JDM is a term used by car lovers around the world for the Japanese Domestic Market (JDM). Japanese home market for vehicles is one of the largest ones in the world. For importers around the world, the term refers to vehicles and parts designed to conform to Japanese regulations and to suit Japanese buyers.
JDM stands for “Japanese Domestic Market,” meaning cars and parts made specifically for the Japanese market. Many U.S.-based Japanese car enthusiasts install JDM parts in their cars to improve performance and features. Some even import JDM cars to the U.S.
Compared to the United States where vehicle owners now own vehicles for a longer period of time, with the average age of the American vehicle fleet at 10.8 years, Japanese owners contend with a strict motor vehicle inspection and gray markets. According to the Fédération Internationale de l’Automobile, a car in Japan travels a yearly average of over only 9,300 kilometers (5,800 miles), less than half the U.S. average of 19,200 kilometers (12,000 miles). The low average mileage makes the JDM an attractive option for car importers around the world.
Japanese domestic market vehicles may differ greatly from the cars that Japanese manufacturers build for export and vehicles derived from the same platforms built in other countries. The Japanese car owner looks more toward innovation than long-term ownership which forces Japanese carmakers to refine new technologies and designs first in domestic vehicles. For instance, the 2003 Honda Inspire featured the first application of Honda’s Variable Cylinder Management. However, the 2003 Honda Accord V6, which was the same basic vehicle, primarily intended for the North American market, did not feature VCM, which had a poor reputation after Cadillac’s attempt in the 1980s with the V8-6-4 engine. VCM was successfully introduced to the Accord V6 in its redesign for 2008.

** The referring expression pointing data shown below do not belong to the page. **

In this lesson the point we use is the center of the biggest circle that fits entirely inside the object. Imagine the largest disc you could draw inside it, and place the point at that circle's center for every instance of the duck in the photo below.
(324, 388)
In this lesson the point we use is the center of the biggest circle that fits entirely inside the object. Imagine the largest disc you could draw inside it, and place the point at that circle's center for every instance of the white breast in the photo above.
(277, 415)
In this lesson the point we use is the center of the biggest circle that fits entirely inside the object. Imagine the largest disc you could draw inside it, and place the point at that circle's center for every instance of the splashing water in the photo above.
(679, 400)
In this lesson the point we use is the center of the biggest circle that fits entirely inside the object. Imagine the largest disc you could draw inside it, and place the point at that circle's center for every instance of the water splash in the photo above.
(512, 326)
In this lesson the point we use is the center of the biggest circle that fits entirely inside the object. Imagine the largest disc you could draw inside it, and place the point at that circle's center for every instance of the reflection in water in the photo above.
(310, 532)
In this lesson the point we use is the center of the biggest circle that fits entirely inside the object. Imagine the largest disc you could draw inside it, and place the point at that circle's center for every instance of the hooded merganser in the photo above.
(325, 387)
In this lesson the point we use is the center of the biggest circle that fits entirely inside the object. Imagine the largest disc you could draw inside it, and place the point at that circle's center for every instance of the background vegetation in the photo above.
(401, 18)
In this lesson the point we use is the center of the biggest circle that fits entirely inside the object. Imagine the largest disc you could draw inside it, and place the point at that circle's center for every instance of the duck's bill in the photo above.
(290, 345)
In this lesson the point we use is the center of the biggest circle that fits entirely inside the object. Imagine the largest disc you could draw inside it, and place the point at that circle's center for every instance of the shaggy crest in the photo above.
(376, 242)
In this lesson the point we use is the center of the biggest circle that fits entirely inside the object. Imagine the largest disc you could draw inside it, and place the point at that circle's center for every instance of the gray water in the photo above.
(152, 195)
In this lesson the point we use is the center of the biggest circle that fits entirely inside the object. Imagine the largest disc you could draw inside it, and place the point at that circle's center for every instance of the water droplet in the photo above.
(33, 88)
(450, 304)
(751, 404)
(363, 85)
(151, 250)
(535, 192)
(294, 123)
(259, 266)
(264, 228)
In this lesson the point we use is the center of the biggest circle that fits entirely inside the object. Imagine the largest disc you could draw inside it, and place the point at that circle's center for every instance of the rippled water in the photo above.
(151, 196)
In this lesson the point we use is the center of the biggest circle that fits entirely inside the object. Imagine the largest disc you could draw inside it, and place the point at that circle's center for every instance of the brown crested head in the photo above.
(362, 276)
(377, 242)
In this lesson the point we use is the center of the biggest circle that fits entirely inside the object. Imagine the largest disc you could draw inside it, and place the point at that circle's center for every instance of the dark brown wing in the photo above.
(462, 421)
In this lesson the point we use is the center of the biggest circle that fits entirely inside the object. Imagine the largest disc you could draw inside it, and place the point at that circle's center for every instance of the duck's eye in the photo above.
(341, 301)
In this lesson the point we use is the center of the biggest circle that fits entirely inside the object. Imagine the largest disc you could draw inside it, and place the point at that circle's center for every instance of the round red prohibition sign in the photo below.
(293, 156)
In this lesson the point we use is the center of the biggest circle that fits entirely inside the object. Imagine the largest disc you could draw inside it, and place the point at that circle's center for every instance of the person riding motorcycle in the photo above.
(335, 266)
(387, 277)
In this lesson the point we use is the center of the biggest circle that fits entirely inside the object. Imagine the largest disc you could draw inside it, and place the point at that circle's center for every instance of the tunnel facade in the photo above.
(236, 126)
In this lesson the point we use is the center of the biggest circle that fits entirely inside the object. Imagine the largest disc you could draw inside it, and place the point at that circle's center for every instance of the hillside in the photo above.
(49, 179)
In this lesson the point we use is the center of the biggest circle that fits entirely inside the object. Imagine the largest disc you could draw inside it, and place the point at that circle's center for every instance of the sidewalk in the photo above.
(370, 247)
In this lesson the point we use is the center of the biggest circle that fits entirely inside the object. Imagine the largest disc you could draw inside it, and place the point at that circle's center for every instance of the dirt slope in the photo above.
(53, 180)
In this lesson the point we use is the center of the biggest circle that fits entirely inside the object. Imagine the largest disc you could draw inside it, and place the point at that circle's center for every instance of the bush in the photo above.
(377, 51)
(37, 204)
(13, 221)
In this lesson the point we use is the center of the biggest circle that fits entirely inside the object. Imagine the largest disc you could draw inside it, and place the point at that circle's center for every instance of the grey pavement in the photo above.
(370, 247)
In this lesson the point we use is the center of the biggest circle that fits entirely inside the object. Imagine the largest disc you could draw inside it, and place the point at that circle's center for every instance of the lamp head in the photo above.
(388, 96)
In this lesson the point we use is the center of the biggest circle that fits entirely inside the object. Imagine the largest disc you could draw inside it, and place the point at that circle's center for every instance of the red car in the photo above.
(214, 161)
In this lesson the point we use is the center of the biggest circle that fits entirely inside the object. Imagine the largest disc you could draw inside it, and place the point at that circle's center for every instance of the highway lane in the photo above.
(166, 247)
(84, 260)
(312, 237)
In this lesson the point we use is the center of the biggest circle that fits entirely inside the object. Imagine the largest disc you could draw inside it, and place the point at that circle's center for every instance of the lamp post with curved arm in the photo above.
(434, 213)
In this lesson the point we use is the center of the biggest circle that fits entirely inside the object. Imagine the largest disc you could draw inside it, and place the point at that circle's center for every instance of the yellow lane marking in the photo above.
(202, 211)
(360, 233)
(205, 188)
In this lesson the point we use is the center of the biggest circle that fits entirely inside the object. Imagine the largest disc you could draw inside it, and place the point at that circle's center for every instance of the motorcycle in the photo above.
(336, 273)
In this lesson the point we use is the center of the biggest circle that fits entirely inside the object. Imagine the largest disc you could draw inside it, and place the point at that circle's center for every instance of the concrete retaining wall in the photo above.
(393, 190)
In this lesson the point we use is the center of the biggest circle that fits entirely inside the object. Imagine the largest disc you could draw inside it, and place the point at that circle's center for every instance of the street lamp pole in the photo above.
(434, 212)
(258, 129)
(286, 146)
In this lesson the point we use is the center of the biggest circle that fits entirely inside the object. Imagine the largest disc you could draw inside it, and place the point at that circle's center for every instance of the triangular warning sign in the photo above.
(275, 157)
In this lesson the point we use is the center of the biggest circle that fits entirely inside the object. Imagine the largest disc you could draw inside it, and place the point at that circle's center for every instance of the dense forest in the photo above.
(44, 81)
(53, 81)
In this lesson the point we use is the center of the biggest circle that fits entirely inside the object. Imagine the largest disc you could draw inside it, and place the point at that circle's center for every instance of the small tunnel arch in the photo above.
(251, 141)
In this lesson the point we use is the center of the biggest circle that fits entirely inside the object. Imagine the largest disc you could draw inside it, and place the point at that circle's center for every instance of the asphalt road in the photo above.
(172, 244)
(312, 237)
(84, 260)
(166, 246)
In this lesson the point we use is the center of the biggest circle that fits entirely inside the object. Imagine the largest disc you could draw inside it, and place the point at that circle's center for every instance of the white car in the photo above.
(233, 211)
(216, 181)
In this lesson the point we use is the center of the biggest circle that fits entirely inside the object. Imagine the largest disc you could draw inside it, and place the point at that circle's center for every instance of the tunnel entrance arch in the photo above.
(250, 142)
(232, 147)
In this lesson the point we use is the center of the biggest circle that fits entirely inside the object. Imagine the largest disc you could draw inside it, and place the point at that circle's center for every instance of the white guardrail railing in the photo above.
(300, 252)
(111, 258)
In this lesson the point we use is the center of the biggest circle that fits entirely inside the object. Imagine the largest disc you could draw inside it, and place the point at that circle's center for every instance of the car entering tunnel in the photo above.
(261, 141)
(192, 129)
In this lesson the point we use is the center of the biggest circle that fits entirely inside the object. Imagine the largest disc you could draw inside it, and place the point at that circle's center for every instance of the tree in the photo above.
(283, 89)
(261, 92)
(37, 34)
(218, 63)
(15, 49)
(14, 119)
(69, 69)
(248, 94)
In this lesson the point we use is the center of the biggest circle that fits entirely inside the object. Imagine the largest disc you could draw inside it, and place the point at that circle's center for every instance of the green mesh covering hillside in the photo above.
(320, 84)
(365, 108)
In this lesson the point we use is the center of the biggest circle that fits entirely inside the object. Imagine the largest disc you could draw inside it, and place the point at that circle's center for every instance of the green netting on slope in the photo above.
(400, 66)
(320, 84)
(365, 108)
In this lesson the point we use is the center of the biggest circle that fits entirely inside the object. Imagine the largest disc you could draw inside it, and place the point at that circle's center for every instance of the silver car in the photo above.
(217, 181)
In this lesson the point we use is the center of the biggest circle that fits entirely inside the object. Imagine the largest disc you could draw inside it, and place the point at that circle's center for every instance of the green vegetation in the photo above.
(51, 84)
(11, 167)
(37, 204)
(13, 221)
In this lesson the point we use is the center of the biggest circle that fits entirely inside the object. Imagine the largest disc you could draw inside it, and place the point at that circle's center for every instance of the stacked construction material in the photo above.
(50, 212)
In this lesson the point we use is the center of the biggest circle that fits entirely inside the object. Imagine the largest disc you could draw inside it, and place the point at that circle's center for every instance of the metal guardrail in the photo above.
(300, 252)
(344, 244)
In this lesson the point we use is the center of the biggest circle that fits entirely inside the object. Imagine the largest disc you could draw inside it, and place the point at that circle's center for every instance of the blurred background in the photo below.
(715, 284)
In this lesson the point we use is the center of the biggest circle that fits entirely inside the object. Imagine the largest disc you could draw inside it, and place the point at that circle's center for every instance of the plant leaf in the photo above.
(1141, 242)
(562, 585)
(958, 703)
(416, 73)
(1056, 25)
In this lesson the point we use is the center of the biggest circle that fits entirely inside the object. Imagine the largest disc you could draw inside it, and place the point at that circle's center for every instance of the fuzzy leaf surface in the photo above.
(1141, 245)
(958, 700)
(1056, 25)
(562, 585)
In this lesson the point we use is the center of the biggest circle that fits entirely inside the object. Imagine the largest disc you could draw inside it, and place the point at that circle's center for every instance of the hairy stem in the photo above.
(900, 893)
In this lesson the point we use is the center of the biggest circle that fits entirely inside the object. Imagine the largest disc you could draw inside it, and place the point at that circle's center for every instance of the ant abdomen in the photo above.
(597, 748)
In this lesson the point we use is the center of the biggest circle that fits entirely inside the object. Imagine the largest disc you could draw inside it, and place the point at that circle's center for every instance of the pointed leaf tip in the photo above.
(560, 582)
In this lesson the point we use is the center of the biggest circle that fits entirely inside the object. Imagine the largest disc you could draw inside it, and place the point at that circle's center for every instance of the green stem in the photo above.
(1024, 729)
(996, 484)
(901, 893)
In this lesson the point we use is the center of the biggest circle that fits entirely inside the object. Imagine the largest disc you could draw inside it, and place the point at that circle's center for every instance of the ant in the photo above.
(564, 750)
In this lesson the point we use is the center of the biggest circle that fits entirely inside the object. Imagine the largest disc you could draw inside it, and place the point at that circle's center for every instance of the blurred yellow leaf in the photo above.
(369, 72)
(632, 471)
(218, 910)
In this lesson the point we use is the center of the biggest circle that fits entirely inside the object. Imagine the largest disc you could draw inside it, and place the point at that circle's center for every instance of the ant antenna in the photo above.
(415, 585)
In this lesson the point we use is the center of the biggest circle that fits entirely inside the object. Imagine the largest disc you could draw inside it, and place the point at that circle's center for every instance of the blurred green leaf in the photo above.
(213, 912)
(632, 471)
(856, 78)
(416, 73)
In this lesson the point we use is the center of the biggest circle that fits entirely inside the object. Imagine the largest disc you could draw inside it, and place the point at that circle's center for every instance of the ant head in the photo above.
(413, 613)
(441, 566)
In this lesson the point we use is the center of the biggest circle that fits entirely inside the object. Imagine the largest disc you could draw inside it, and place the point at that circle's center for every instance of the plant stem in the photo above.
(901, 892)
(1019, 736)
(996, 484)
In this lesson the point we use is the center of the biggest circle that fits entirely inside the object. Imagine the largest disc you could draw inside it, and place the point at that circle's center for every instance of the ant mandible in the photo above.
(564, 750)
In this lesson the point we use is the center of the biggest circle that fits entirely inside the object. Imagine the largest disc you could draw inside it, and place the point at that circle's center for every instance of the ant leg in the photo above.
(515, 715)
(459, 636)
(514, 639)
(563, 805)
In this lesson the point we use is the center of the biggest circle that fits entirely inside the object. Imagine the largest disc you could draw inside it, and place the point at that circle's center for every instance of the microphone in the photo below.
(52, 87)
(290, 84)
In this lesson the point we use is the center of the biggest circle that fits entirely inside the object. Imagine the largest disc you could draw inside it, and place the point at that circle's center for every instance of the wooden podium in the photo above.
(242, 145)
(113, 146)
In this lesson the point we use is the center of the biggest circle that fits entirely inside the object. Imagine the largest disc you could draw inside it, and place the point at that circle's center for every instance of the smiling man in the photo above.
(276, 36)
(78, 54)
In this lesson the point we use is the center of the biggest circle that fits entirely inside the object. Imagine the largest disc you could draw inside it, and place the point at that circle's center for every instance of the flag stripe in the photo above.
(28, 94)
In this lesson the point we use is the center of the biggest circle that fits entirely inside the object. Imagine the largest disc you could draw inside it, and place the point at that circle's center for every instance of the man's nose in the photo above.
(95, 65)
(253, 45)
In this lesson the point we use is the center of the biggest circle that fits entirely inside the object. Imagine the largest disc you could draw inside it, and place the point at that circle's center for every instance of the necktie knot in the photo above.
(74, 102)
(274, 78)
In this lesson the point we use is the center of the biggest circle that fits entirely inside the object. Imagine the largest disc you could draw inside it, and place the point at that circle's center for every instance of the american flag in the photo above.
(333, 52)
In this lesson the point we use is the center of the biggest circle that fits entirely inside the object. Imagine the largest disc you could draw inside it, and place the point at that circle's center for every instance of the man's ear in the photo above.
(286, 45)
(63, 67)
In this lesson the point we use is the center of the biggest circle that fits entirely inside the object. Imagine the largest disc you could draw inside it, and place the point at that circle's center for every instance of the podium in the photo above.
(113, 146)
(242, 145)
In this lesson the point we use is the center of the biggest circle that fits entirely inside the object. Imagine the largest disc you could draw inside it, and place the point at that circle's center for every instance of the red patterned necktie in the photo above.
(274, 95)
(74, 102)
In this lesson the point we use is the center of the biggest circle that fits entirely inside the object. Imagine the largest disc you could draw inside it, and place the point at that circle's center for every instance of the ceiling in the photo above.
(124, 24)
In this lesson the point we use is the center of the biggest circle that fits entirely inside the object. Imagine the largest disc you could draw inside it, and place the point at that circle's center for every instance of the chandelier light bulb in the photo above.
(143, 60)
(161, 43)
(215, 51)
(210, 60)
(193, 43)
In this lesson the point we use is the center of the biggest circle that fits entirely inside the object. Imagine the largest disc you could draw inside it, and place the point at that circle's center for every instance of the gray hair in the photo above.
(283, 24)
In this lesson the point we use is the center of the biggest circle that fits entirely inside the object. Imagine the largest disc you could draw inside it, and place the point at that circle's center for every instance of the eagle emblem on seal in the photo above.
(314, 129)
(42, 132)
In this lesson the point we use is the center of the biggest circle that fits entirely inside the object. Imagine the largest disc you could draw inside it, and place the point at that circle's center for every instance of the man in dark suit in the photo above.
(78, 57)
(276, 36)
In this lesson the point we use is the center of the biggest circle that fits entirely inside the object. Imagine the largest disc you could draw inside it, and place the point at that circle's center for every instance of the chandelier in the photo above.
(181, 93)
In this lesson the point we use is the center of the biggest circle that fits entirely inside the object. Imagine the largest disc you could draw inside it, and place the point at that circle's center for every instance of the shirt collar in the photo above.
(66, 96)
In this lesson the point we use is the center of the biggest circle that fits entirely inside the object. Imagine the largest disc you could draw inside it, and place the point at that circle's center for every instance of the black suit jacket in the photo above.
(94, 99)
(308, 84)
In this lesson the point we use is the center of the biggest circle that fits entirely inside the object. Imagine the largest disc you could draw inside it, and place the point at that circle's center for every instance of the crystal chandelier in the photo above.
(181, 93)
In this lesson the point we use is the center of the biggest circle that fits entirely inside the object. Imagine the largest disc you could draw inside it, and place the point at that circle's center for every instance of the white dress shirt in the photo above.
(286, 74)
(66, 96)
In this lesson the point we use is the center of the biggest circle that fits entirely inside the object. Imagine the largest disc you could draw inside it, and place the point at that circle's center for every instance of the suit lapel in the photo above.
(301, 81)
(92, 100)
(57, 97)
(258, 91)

In 1988, JDM cars were limited by voluntary self-restraint among manufacturers to 280 horsepower (PS) (276 hp) and a top speed of 180 km/h (111.8 mph), limits imposed by the Japan Automobile Manufacturers Association (JAMA) for safety. The horsepower limit was lifted in 2004 but the speed limit of 180 km/h (111.8 mph) remains in effect. Most JDM cars have speedometers that register up to 180 km/h (111.8 mph) at the most.